Introduction to reaction mechanisms — AP Chemistry Study Guide

For: AP Chemistry candidates sitting AP Chemistry.

Covers: Elementary reactions, molecularity, reaction intermediates, rate-determining step (RDS), and how to write and validate rate laws from proposed reaction mechanisms per AP Chemistry CED learning objectives.

You should already know: Definition of rate law and reaction order; how to determine rate laws from experimental data; net reaction balancing.

A note on the practice questions: All worked questions in the "Practice Questions" section below are original problems written by us in the AP Chemistry style for educational use. They are not reproductions of past College Board / Cambridge / IB papers and may differ in wording, numerical values, or context. Use them to practise the technique; cross-check with official mark schemes for grading conventions.

1. What Is Introduction to reaction mechanisms?

A reaction mechanism is the step-by-step sequence of elementary bond-breaking and bond-forming events that describes how an overall net chemical reaction occurs at the molecular level. Per the AP Chemistry CED, this topic makes up approximately 20% of Unit 5 (Kinetics) exam weight, and it appears in both multiple-choice (MCQ) and free-response (FRQ) sections, typically 1-2 MCQ questions and one multi-part FRQ subquestion. Standard notation conventions separate each elementary step as a distinct reaction, with single-headed arrows for irreversible steps and double equilibrium arrows for reversible steps. The overall net reaction is obtained by adding all elementary steps and canceling species that appear on both sides of the reaction arrow. Unlike the overall reaction, which only shows starting reactants and final products, mechanisms reveal intermediate species that are produced in one step and consumed in a later step, so they never appear in the net reaction. This topic is the core connection between microscopic molecular behavior and macroscopic measured reaction kinetics.

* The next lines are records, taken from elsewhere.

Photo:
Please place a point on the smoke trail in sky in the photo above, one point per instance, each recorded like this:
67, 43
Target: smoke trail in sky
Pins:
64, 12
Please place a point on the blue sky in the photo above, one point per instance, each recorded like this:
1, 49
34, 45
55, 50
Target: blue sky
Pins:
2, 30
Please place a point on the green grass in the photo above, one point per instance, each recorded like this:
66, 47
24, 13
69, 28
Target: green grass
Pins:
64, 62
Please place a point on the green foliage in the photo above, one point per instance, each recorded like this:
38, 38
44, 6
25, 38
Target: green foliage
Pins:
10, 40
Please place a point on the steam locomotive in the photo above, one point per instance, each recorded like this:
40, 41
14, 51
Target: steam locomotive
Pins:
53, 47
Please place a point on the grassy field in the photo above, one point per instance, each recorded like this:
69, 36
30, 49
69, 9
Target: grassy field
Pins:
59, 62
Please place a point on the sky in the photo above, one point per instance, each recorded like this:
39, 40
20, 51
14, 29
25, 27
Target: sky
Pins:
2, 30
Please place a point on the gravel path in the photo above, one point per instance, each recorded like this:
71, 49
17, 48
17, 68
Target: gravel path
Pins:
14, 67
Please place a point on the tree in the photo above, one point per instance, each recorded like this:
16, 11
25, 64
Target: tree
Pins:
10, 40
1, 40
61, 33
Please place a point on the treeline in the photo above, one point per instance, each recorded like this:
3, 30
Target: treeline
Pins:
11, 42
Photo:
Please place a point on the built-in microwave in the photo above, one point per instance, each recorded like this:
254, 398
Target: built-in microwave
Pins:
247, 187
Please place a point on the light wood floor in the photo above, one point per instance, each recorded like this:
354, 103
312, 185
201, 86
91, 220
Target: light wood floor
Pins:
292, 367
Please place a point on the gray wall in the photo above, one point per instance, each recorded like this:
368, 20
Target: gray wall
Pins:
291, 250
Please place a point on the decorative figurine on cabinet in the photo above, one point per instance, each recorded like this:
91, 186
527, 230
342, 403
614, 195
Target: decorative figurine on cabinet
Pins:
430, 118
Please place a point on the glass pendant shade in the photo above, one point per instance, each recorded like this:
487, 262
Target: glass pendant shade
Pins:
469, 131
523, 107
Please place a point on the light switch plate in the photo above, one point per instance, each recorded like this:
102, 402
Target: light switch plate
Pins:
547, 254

2. Elementary Reactions and Molecularity

An elementary reaction is a single step in a mechanism that describes one actual molecular collision or rearrangement; it cannot be broken down into smaller discrete steps. A key rule specific to elementary reactions: the rate law for an elementary reaction can be written directly from its stoichiometry, because it describes a single molecular event. This is not true for overall net reactions, which require experimental data to get a rate law. Molecularity is defined as the number of reactant particles that participate in an elementary step. There are three common classifications:

1. Unimolecular: One reactant particle reacts (e.g., $A\to \text{products}$), rate law: $\text{rate}=k[A]$, first order overall.
2. Bimolecular: Two reactant particles collide and react (either $A+B\to \text{products}$ or $2A\to \text{products}$), rate laws: $\text{rate}=k[A][B]$ (first order in A, first order in B, second order overall) or $\text{rate}=k[A{]}^2$ (second order overall).
3. Termolecular: Three reactant particles collide simultaneously (very rare, due to the low probability of three particles colliding with correct energy and orientation at the same time), rate law: $\text{rate}=k[A][B][C]$, third order overall.

Worked Example

Write the rate law for each elementary reaction below, and state the molecularity of each: (a) $C_4{H}_8(g)\to 2C_2{H}_4(g)$ (b) $NO(g)+O_3(g)\to N{O}_2(g)+O_2(g)$

1. For reaction (a): Count the number of reactant molecules: there is only 1 molecule of $C_4{H}_8$, so molecularity is unimolecular.
2. For elementary reactions, the order of each reactant equals its stoichiometric coefficient. The exponent for $[C_4{H}_8]$ is 1, so the rate law is $\text{rate}=k[C_4{H}_8]$.
3. For reaction (b): There are two different reactant molecules, so molecularity is bimolecular.
4. Each reactant has a stoichiometric coefficient of 1, so exponents are both 1, giving the rate law $\text{rate}=k[NO][O_3]$.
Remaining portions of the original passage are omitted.